Two years ago, vaccine manufacturers stopped adding thimerosal to vaccines given to small children out of a concern that the compound might cause brain injury. All six childhood immunizations that are required by the government are widely available without mercury.

But some vaccines more than two years old, still containing thimerosal, may remain in use. In addition, some vaccines occasionally given to small children, like flu shots, contain mercury, as do some over-the- counter products, like nasal sprays. The Institute of Medicine has no authority to force manufacturers to recall supplies of childhood vaccines containing mercury, the report said.

Parents should ask their doctors to use mercury-free vaccines, said the chairwoman of the expert panel, Dr. Marie C. McCormick, professor and chairman of the Department of Maternal and Child Health at the Harvard School of Public Health. But in the unlikely event that mercury-free vaccines are not available, Dr. McCormick said, parents should and have their children vaccinated with older products. The danger of getting a disease that can be prevented by a vaccine is very real, she said, whereas the danger of being harmed by the tiny amounts of mercury in older vaccines is extremely remote.

Parents of autistic children who worry that the mercury in vaccines might cause the disorder praised the panel for taking their concerns seriously and for urging that exposure to mercury be minimized.

The idea that mercury in vaccines might contribute to autism was raised several years ago when the incidence of the disorder apparently and inexplicably started to rise. While most experts believe that genes are involved, they say it is theoretically possible that something in the environment might contribute.

Vaccinations came under suspicion when the parents of autistic children noted that symptoms of the disorder, like lack of social awareness and language delay, appeared shortly after their children got their measles, mumps and rubella shot at age 18 months. Many blamed the vaccine, even though it did not contain mercury.

A child's first 18 months is a period of extensive brain development, when many things could go awry to cause the abnormal organization of the brain. Earlier this year, the Institute of Medicine discounted any link between the measles-mumps-rubella vaccine and autism.

But mercury, a known neurotoxin, remained a possibility. Thimerosal has been used as a preservative since the 1930's to kill bacteria and fungi in vials containing multiple doses of vaccine. A reservative is needed if vials contain more than one dose, to prevent the growth of organisms that may enter the vial after the cap is pierced by a needle. Once injected, thimerosal breaks down into a compound called ethylmercury.
Before 1990, most babies got only one shot that contained mercury, the report said. After 1990, two more vaccines containing it were added to the required list for all infants.

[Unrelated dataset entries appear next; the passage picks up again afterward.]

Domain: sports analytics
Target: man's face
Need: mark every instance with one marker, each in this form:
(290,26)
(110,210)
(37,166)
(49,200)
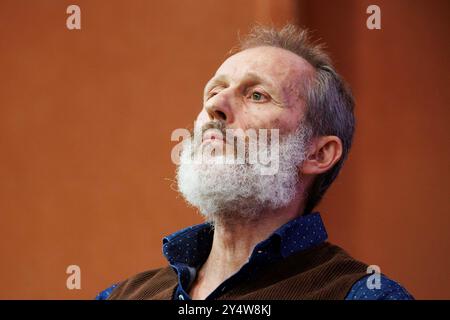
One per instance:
(258,88)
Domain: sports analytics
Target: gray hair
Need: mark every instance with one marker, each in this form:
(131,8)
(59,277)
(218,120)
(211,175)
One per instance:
(329,100)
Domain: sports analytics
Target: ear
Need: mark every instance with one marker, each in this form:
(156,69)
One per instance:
(323,153)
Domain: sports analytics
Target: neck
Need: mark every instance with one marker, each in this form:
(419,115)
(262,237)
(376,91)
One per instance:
(233,243)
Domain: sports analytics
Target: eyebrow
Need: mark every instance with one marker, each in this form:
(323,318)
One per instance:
(248,77)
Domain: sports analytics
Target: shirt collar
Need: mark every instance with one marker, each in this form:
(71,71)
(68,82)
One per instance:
(191,246)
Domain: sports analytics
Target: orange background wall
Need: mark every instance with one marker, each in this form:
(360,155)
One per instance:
(86,118)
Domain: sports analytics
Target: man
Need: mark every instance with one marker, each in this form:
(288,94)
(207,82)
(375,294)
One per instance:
(262,239)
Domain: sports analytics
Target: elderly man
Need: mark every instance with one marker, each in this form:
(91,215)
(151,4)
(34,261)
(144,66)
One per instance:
(262,239)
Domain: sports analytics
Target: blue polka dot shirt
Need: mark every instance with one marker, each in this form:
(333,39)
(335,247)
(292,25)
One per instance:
(187,250)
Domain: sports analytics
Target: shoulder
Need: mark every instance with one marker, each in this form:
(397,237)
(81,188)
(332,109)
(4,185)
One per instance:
(135,283)
(382,288)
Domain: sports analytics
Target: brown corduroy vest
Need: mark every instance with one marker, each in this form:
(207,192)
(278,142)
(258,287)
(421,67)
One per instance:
(322,272)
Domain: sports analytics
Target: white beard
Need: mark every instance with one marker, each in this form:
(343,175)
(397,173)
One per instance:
(236,192)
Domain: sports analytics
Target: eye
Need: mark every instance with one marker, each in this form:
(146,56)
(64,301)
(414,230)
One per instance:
(258,96)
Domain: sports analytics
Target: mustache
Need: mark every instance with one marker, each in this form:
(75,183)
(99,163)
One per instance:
(217,124)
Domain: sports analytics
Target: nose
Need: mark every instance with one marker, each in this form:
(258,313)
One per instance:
(219,108)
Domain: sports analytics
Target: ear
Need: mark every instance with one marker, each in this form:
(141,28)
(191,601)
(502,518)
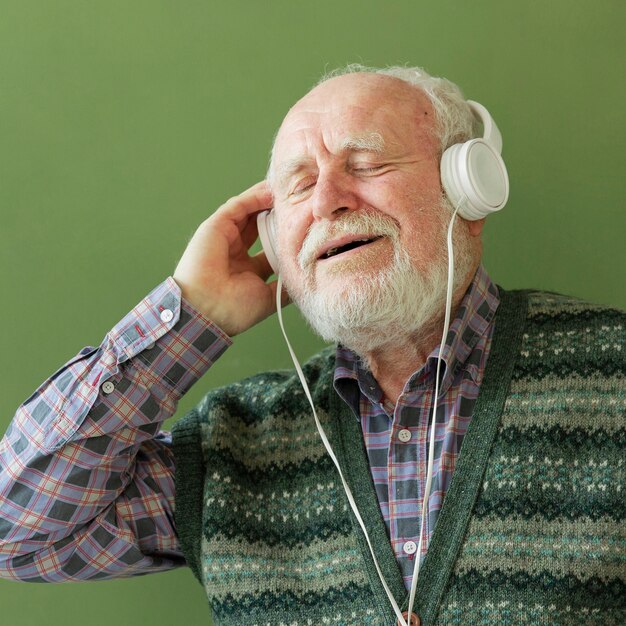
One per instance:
(475,227)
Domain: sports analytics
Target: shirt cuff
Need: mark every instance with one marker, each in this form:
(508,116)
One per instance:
(175,343)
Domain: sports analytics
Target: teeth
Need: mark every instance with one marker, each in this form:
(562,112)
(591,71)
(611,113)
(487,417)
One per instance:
(333,251)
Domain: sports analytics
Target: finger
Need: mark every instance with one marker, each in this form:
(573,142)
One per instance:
(253,200)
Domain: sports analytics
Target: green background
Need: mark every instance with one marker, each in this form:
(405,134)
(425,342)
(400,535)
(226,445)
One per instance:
(124,124)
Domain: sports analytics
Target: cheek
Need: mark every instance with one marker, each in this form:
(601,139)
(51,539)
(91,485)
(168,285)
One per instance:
(290,233)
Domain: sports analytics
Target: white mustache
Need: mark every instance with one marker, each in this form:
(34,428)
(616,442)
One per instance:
(372,224)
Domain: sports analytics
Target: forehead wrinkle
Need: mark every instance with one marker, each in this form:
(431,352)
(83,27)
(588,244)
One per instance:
(367,142)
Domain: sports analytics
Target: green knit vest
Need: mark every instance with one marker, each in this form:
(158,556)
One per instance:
(531,528)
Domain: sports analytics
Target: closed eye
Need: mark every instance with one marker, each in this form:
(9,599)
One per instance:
(370,169)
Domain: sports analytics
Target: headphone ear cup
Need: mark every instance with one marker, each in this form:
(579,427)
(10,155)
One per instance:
(474,178)
(267,234)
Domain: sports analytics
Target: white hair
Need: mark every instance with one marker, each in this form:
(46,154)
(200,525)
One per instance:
(454,120)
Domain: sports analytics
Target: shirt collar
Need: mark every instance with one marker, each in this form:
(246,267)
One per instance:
(472,319)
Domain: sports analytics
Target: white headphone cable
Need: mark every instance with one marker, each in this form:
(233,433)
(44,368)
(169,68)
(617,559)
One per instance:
(431,448)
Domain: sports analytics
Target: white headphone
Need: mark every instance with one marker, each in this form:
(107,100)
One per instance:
(473,176)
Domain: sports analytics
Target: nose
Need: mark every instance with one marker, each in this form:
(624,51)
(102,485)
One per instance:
(332,196)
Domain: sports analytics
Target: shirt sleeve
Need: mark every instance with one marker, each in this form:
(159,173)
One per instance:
(86,475)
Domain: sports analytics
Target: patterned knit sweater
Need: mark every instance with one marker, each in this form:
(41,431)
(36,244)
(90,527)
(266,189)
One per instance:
(531,528)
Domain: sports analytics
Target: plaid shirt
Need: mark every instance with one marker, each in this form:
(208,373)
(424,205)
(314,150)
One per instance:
(87,477)
(397,438)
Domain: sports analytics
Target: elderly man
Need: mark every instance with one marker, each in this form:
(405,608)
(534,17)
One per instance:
(523,514)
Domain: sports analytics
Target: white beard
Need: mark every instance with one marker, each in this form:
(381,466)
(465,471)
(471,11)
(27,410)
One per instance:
(384,308)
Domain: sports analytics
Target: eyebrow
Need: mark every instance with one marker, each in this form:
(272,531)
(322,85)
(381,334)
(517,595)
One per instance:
(368,142)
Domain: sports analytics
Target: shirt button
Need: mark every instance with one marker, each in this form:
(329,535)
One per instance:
(166,315)
(415,620)
(404,435)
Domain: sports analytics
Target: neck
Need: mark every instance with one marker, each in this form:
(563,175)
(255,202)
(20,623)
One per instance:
(392,365)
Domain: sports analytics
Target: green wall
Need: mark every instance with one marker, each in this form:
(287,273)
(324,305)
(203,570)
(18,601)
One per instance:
(123,124)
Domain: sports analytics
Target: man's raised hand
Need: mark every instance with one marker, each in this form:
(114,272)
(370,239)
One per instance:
(216,274)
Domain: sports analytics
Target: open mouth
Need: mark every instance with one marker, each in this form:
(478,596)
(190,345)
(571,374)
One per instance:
(357,243)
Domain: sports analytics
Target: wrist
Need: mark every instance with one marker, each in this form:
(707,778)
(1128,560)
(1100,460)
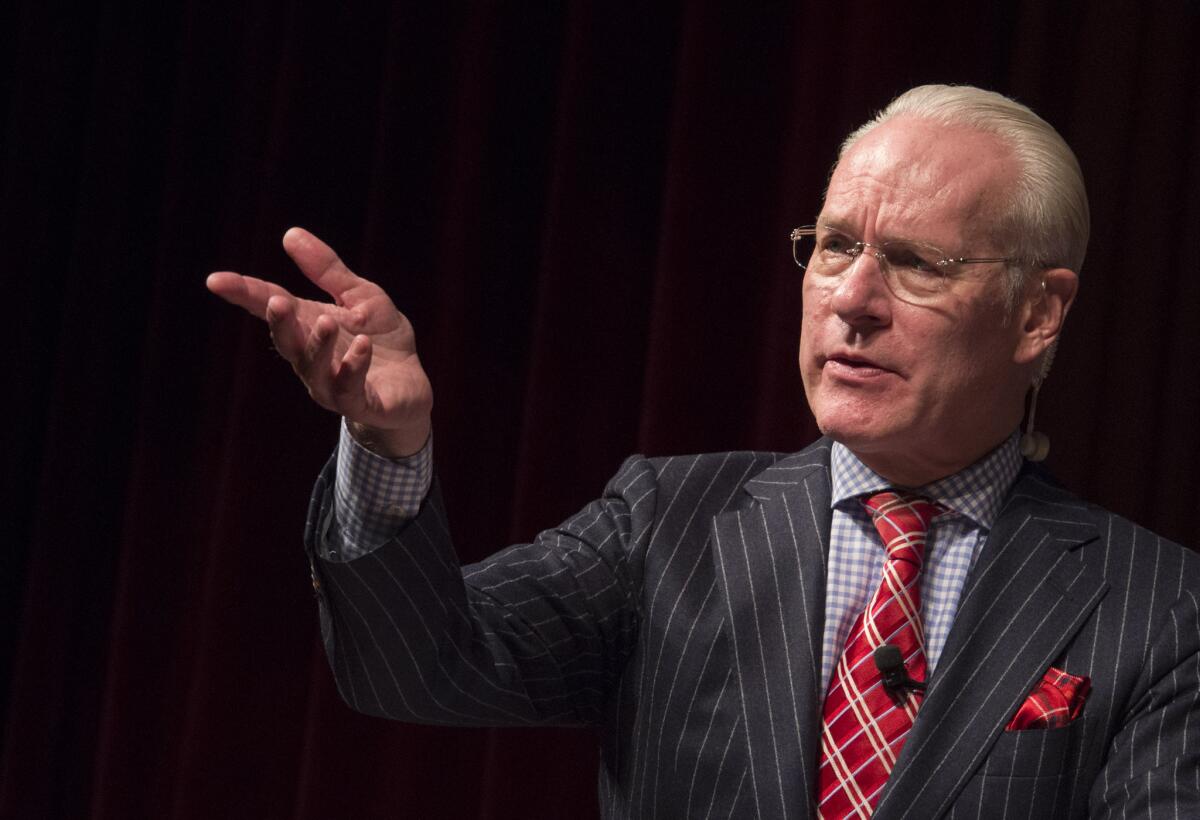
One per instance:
(397,443)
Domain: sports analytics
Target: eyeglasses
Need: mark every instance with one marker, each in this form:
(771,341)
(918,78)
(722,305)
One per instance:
(916,273)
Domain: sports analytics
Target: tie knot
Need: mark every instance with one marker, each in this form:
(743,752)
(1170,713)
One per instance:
(903,520)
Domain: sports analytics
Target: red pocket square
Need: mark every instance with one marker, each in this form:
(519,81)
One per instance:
(1055,701)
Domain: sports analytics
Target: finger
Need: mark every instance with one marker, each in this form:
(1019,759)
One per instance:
(318,262)
(316,366)
(349,381)
(246,292)
(287,333)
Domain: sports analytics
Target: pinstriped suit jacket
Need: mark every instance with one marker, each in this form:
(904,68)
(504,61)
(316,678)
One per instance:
(682,616)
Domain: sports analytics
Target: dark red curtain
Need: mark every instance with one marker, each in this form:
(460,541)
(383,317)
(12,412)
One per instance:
(585,209)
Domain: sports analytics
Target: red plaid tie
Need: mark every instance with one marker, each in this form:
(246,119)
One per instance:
(863,729)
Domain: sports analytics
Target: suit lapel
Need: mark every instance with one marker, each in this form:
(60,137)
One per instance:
(771,569)
(1027,597)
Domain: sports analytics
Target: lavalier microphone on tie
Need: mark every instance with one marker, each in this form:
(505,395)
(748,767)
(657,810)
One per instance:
(895,675)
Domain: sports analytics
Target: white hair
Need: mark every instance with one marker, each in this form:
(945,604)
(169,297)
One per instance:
(1045,223)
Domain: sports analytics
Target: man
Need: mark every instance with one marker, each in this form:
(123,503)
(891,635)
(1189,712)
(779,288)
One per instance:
(719,617)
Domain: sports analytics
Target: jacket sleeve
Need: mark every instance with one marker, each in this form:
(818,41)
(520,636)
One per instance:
(1152,767)
(535,634)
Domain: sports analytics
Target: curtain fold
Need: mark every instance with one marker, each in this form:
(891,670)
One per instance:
(585,211)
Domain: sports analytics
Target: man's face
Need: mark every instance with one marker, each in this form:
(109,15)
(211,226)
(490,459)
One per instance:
(916,391)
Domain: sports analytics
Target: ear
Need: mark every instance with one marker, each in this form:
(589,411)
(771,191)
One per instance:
(1043,311)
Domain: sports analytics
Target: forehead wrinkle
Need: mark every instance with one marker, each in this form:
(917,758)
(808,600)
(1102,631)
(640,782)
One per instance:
(903,175)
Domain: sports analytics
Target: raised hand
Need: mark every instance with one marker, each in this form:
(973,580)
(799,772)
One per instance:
(357,355)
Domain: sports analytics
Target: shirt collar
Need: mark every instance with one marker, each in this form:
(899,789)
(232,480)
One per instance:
(976,491)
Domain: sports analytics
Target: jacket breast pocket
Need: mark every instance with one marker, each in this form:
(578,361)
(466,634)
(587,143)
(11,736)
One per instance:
(1031,753)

By the end of the decade, the Food and Drug Administration concluded that some infants were being exposed to cumulative amounts of ethylmercury, and instructed manufacturers to remove thimerosal. Vials of vaccine are now made as single doses, requiring only one needle puncture, so that no preservatives need to be used.

No one knows if extremely low doses of ethylmercury are dangerous, Dr. McCormick said in a news conference. Federal safety standards have been set for a closely related compound, methylmercury, which is a breakdown product of industrial mercury in the environment and is found in certain seafoods. Whether studies of methylmercury apply across the board to ethylmercury is just not known, she said.

Epidemiological studies are under way to examine whether there is any link between thimerosal and autism, attention deficit and hyperactivity disorder or delayed language development, Dr. McCormick said. Preliminary results of one unpublished study in children who received higher than usual levels of thimerosal show no increased risk of autism. The results did, however, show a small but significant increase of a risk of speech delay in children with attention deficit order.